Annotated Bibliography [Outline]

  • Helen Fouché Gaines. Cryptanalysis: A Study of Ciphers and their Solution. Dover Publications, New York, 1939.

    Gaines describes many of the classic transposition and substitution ciphers, and provides detailed instructions for their cryptanalysis. As you'd guess from the copyright date, this is all pencil-and-paper stuff.

  • Martin Gardner. Codes, Ciphers, and Secret Writing. Dover Publications, New York, 1972.

    This very friendly and relatively short book describes many transposition and substitution ciphers, and includes a fascinating chapter on invisible inks.

  • David Kahn. The Codebreakers. Macmillan, New York, 1967.

    This twelve-hundred-page monster traces the use of codes and ciphers throughout history (Western history, mostly). The historical accounts are often gripping (they often include fascinating character sketches), and they are interspersed with very readable discussions of the nuts and bolts of cryptographic techniques of each historical period. One caution, though: this is a big, long book.

  • David Kahn. Seizing the Enigma: The Race to break the German U-boat codes, 1939 - 1943. Souvenir, London, 1992.

    This is a very readable account of the activities that allowed the Allies to read a good deal of the communication between the German command and the U-boat fleet during World War II. The characters include brilliant cryptographers, daring spies, and heroic soldiers; the intertwining of so many disparate people and events makes for fascinating reading. The discussion of the Enigma code itself is sketchy, but at least it's present.

  • Leo Marks. Between Silk and Cyanide. The Free Press, New York, 1998.

    Marks worked for British intelligence during World War II, trying to reconstruct messages that had been incorrectly enciphered or incorrectly transmitted by underground agents working on the Continent. This is the story of his years in that job, his interactions with the agents, and his attempts to convince his military superiors to switch to a more secure and more robust encryption scheme. It reads like a novel -- sort of a combination of a good spy thriller and Catch-22.

  • Ivan Niven, Herbert Zuckerman, and Hugh Montgomery. An Introduction to the Theory of Numbers. John Wiley & Sons, New York, fifth edition, 1991.

    This is a standard textbook on Number Theory, aimed at the advanced undergraduate or beginning graduate student level. It's a good reference for the details behind public-key cryptography, and some of the techniques that contemporary mathematicians use to attack the problem of factoring products of large primes.

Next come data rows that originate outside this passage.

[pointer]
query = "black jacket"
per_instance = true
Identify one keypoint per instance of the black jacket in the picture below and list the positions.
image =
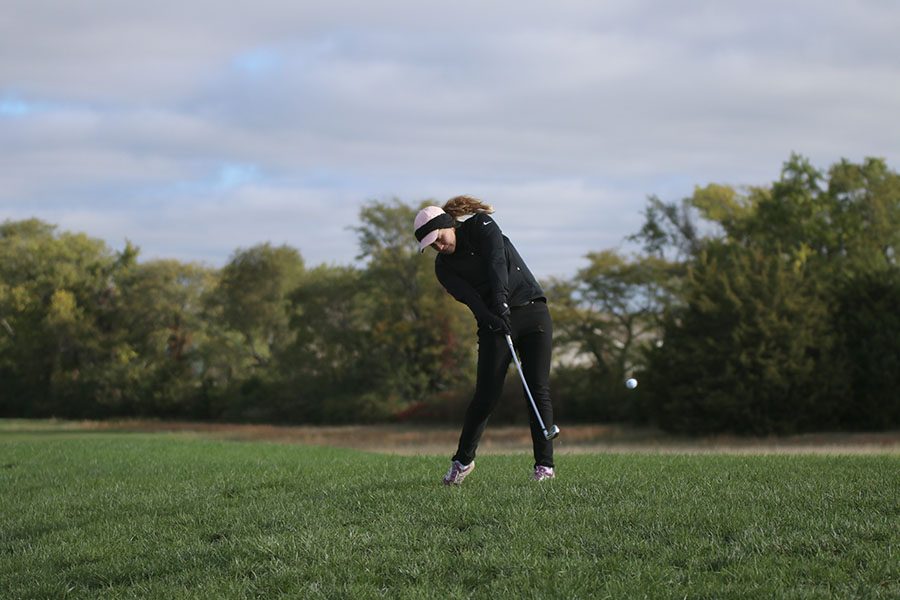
(485, 270)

  • Simon Singh. The Code Book. Anchor Books, New York, 1999.

    This is an excellent and very readable account of the history and practice of cryptography. I recommend it highly.

  • Abraham Sinkov. Elementary Cryptanalysis: A Mathematical Approach. Random House and the L. W. Singer Company, New York, 1968.

    The mathematics in this book is very clear and accessible. The book covers many of the same cryptanalysis techniques as the Gaines book, but uses mathematical notation, so that the techniques can be generalized and automated more easily.